For many uses of /usr/bin/bugzilla and python-bugzilla, it's necessary to actually be logged in to a bugzilla server. Creating bugs, editing bugs, querying private data, etc.

Up until now anyone that's used the command line tool has periodically had to do a bugzilla login to refresh their authentication cache. In older bugzilla versions this was an HTTP cookie, more recently it's a bugzilla API token. Generally login calls were needed infrequently on a single machine as tokens would remain valid for a long time.

Recently, bugzilla.redhat.com received a big update to bugzilla 5.0. However with that update it seems like API tokens now expire after a week, which has necessitated lots more bugzilla login calls than I'm used to.
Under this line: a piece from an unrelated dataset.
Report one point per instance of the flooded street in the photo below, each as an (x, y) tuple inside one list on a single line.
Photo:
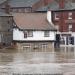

Thankfully with bugzilla 5.0 and later there's a better option: API keys. Here's how to to use them transparently with /usr/bin/bugzilla and all python-bugzilla library usage. Here's steps for enabling API keys with bugzilla.redhat.com, but the same process should roughly apply to other bugzilla instances too.

  • Login to the bugzilla web UI
  • Click on your email
  • Select Preferences
  • Select API Keys
  • Generate an API key with an optional comment like python-bugzilla

Afterwards the screen will look something like this (updated in June 2020):

Bugzilla web UI API key setup

MY-FAKE-KEY is not my actual key, I replaced it for demo purposes. The actual key is a long string of characters and numbers.

On bugzilla.redhat.com the key is only visible in the red box when the key is initially created; refreshing the page will only show the numeric API key ID which is not what you want. So if you missed copying that value the first time, revoke the key and create a new one.

Once you've copied your key, write a bugzillarc file like this:

$ cat ~/.config/python-bugzilla/bugzillarc
[bugzilla.redhat.com]
api_key=MY-FAKE-KEY

That's it, /usr/bin/bugzilla and python-bugzilla using tools should pick it up automagically. Note, API keys are as good as passwords in certain ways, so treat it with the same secrecy you would treat a password.